Johnny Depp nie lubi mediów, wielkiego świata, bywania i paparazzi. Ma wielkie serce i nie lubi robić wokół siebie szumu.

To nie wszystko.

Znalazł się kolejny powód, by go uwielbiać.

Johnny choć nie przepada za fotografami, jest wobec nich nastawiony pokojowo. Nie przeklina, nie obraża, po prostu stara się ich unikać.

Kiedy jednak będąc w Nowym Jorku paparazzi prześladując go odepchnęli małą dziewczynkę, która starała się zrobić zdjęcie aktorowi, ten od razu wkroczył do akcji.

Fanka rozpłakała się – jeden z fotografów bezczelnie popchnął ją chcąc zrobić lepsze zdjęcie. Do płaczącej dziewczynki natychmiast podbiegł Johnny, otoczył ramieniem, poprosił grzecznie paparazzi o zrobienie miejsca.

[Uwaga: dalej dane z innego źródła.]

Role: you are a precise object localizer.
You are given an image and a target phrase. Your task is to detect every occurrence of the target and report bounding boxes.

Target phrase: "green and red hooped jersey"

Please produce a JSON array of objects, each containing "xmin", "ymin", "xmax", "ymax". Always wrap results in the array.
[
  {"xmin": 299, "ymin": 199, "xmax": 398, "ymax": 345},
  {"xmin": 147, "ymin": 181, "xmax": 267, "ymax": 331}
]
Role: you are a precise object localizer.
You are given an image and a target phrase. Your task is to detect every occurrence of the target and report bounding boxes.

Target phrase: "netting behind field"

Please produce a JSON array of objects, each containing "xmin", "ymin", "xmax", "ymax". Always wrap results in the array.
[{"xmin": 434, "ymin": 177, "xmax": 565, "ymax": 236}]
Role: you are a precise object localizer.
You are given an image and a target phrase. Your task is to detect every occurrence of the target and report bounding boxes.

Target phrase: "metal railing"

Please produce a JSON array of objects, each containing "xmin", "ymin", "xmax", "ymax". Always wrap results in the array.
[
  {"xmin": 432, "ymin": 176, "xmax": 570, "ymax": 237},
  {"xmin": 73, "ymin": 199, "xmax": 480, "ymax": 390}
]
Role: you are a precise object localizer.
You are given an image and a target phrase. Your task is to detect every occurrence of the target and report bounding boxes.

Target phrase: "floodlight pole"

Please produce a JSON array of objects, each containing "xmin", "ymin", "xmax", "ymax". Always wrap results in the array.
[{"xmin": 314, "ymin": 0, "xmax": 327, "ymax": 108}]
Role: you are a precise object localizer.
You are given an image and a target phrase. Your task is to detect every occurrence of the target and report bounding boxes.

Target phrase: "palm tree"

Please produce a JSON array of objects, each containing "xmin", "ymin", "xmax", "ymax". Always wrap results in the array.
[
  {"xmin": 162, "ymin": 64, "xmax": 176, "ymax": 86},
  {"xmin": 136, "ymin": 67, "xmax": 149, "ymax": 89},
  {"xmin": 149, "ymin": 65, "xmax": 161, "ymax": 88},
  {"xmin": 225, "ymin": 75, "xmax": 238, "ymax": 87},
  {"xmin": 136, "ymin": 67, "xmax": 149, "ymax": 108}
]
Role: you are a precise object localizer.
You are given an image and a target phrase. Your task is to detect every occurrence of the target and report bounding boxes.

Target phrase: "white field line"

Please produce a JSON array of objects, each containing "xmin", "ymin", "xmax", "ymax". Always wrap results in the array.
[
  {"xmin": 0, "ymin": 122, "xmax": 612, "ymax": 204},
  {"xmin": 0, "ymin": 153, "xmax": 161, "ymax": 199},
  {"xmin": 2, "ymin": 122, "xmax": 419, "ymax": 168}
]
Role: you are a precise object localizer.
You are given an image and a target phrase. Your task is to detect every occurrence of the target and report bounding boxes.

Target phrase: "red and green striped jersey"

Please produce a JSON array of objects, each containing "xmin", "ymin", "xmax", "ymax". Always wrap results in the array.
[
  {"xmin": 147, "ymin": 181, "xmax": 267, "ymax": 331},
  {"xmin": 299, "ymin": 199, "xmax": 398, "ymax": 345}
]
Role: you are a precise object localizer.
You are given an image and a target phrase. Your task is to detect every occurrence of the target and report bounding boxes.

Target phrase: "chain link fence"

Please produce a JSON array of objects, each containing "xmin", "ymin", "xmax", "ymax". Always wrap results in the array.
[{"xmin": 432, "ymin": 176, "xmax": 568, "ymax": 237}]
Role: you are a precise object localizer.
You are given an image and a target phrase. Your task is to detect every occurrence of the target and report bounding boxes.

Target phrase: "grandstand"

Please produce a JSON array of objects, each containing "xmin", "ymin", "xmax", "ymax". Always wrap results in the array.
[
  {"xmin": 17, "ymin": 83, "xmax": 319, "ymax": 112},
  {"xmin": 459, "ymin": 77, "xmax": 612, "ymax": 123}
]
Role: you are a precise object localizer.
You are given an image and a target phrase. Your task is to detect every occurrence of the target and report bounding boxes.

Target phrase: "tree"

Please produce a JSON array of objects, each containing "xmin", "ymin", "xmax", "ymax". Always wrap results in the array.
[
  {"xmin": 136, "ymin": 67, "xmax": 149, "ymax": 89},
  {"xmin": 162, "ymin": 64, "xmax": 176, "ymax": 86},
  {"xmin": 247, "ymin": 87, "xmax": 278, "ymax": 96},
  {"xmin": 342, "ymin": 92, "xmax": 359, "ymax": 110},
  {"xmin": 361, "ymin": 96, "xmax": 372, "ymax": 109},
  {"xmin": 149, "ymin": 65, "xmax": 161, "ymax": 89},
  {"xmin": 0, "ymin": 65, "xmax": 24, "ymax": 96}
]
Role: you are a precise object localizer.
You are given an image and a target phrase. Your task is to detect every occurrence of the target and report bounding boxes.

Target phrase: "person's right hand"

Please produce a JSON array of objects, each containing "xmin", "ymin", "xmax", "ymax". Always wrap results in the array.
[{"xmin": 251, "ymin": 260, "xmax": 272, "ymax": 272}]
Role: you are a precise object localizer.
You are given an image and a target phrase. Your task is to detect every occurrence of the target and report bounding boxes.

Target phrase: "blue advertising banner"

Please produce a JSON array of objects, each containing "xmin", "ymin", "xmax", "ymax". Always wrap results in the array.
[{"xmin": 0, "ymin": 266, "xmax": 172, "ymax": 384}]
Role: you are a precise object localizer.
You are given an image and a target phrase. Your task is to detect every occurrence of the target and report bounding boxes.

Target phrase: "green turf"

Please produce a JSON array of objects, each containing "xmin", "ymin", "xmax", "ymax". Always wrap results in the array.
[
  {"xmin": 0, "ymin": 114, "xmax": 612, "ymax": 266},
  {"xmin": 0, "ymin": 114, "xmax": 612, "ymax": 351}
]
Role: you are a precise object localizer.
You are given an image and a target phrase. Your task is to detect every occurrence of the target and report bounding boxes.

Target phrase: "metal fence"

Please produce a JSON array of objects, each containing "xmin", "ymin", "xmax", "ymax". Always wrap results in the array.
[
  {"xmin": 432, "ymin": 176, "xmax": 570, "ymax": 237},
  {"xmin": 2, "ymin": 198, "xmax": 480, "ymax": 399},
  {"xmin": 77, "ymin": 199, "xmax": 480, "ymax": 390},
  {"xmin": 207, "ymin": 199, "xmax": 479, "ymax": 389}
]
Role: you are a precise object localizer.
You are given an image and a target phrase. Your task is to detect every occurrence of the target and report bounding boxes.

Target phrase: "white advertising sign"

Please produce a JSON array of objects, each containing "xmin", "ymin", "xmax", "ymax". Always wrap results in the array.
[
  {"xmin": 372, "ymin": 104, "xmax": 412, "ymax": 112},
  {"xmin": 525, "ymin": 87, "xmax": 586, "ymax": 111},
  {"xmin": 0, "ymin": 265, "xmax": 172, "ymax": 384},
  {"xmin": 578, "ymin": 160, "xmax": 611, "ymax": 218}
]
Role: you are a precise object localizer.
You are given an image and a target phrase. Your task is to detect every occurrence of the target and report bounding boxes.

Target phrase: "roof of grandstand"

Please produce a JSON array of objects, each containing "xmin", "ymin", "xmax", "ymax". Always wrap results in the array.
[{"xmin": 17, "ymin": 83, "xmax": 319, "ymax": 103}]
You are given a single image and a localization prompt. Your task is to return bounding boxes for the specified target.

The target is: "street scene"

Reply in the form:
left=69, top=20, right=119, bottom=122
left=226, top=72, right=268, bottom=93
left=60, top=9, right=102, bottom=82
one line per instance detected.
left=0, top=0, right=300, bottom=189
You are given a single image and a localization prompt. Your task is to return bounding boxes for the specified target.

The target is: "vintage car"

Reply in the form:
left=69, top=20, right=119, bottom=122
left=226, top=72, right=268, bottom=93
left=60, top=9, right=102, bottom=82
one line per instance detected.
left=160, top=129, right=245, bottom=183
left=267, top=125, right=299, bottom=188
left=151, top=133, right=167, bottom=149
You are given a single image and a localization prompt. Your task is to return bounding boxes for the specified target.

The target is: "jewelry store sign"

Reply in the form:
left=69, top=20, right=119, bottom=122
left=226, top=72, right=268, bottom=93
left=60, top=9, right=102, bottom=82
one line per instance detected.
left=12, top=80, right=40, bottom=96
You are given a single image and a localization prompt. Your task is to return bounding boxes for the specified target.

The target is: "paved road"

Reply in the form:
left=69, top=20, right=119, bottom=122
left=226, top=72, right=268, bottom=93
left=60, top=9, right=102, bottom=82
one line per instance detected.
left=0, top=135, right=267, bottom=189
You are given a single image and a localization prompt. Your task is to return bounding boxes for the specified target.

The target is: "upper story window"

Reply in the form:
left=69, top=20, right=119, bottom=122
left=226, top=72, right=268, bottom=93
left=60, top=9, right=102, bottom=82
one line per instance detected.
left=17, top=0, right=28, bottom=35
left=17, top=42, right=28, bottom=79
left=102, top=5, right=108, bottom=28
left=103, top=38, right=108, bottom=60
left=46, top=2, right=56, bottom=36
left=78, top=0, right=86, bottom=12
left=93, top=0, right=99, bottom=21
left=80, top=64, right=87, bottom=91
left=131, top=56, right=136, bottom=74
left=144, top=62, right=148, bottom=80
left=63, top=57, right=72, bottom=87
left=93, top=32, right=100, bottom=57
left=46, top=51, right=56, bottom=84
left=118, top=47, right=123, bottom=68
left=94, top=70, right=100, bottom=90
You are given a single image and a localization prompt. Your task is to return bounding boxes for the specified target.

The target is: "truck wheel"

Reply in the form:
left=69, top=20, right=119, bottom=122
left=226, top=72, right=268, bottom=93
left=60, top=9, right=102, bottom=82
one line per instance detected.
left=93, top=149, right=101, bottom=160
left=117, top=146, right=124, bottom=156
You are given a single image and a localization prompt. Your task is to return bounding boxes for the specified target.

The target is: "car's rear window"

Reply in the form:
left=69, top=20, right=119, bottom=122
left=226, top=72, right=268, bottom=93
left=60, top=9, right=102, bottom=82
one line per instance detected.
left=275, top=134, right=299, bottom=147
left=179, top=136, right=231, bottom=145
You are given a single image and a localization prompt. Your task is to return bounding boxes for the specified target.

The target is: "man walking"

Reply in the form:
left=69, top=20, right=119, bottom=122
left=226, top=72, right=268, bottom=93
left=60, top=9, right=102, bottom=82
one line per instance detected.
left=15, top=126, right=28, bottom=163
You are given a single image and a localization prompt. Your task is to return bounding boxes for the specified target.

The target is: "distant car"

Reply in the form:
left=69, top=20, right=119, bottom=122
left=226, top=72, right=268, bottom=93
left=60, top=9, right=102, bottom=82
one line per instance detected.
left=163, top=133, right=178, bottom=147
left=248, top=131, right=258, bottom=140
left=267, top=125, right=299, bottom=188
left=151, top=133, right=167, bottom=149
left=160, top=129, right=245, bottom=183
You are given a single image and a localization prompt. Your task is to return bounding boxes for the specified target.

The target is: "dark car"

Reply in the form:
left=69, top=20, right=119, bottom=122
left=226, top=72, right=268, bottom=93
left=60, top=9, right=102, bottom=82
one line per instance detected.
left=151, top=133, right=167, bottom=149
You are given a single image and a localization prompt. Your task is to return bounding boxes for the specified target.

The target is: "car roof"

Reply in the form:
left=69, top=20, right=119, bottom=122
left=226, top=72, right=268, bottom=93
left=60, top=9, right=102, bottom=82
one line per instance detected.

Później porozmawiał z nią, pocieszył, zażartował i dał autograf.

To nie pierwszy raz, gdy Johnny reaguje w podobny sposób. Niedawno przebrany za kapitana Jacka Sparrow z filmu Piraci z Karaibów wkroczył do jednej z londyńskich szkół.

Okazało się, że zrobił to na prośbę jednej z jego fanek, która poprosiła o taką nietypową przysługę.

Innym razem aktor zrobił nagranie, w którym osobiście zwrócił się do pewnej 12-latki pogrążonej w śpiączce. Rodzice wiedząc o fascynacji córki Deppem poprosili go o taki nietypowy upominek. Dziewczynka słysząc, jak Johnny mówi bezpośrednio do niej… poruszyła nogą.